Ящики с надписью «Тнува» и «Освежающая Темпо-сода» Момик нашел за лавкой Бейлы, выстелил их мягкими тряпками и старыми газетами и приделал к ним небольшие замочки из проволоки, а все остальное, что было в чулане, сдвинул в сторону: бабушкин сундук, и большие сохнутовские кровати, и провонявшие мочой соломенные матрасы, и чемоданы, которые лопаются от всякого барахла и перевязаны веревками, чтобы не развалились, и два огромных мешка, полные старых башмаков всех фасонов и размеров, потому что старую обувь не выкидывают, и кто прошел однажды двадцать километров по снегу босиком, тот это прекрасно знает, так сказал его папа, и это было единственное указание, которое он получил от папы и тотчас записал. Снег как раз подошел ему к Снежной королеве, которая заморозила всех в стране Там.

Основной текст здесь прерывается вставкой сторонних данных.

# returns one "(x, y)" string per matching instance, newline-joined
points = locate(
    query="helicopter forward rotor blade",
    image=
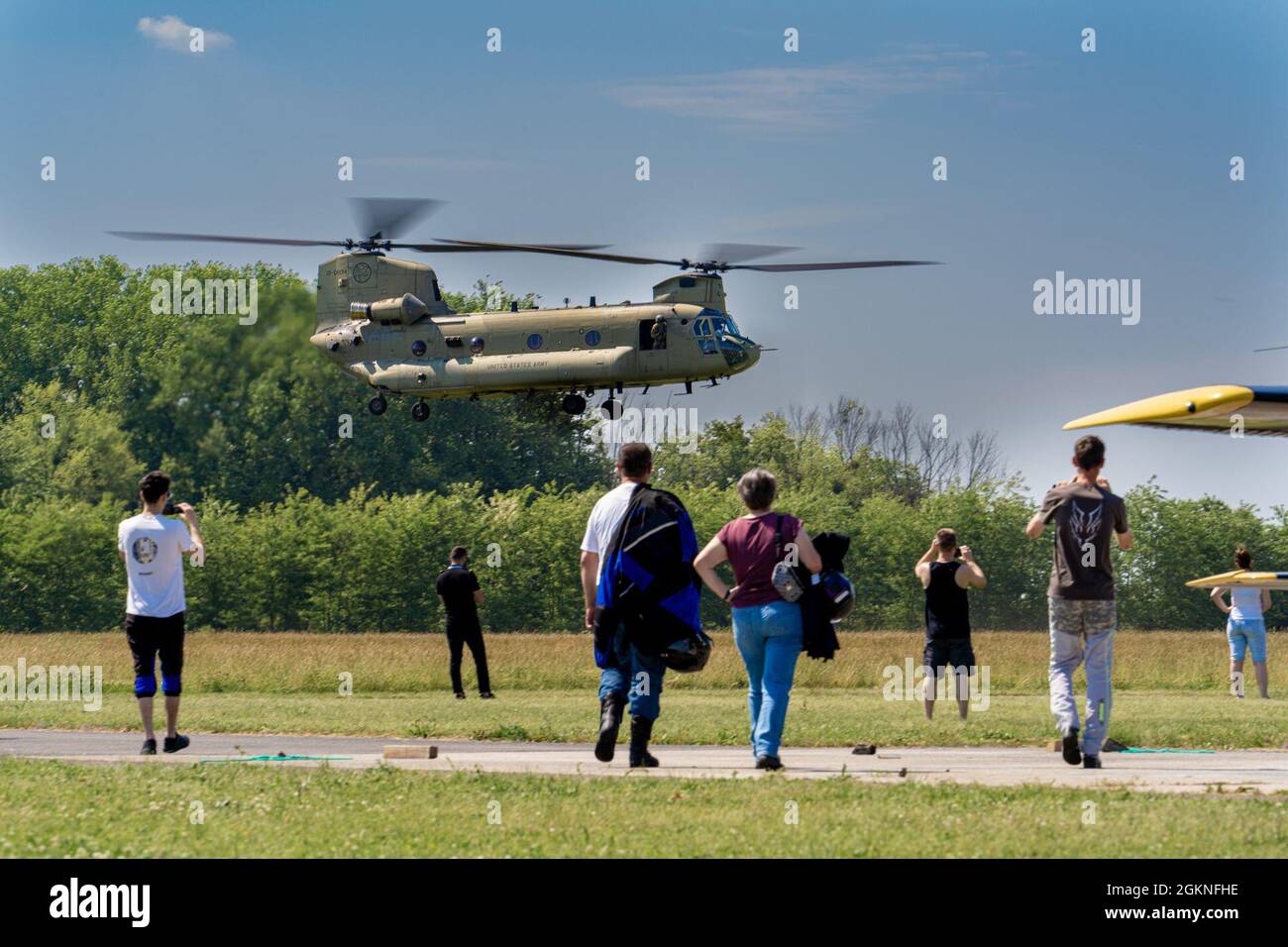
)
(389, 218)
(222, 239)
(739, 253)
(811, 266)
(540, 249)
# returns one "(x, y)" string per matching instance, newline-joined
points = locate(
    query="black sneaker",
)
(1069, 748)
(609, 725)
(174, 744)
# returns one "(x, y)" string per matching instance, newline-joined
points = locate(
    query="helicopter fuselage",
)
(374, 326)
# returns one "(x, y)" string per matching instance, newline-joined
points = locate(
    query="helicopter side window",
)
(645, 335)
(706, 343)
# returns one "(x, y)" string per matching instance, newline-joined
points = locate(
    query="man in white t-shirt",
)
(635, 677)
(153, 549)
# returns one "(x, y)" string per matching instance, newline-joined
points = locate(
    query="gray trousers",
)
(1082, 633)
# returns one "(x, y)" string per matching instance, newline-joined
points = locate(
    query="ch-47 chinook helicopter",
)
(384, 321)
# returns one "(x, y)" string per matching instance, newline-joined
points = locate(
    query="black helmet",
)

Из кухонного шкафчика он утащил несколько старых тарелок и надтреснутых чашек, чтобы поставить их в клетки, но мама, разумеется, сразу заметила, а Момик визжал, что это не он, и видел, что она не верит. Тогда он грохнулся на пол и принялся колотить по нему руками и ногами, и даже закричал ей ужасную вещь, чтобы она оставила его в покое и не лезла ему в душу, и нужно сказать правду, что до того, как он начал бороться с Нацистским зверем, он никогда не говорил ей такого, ни ей и никому другому, и мама по правде испугалась и сразу замолчала, и рука ее дрожала на губах, а глаза раскрылись так, что он испугался, как бы они не лопнули и не разорвались. Ну да что он мог поделать, эти слова вырвались у него сами собой, он вообще не знал, что у него есть такие слова. Но она не должна была мешать ему в этом деле. Хватит и того, что они не помогают, хорошо, пусть, он понимает: им нельзя, — но еще и мешать?!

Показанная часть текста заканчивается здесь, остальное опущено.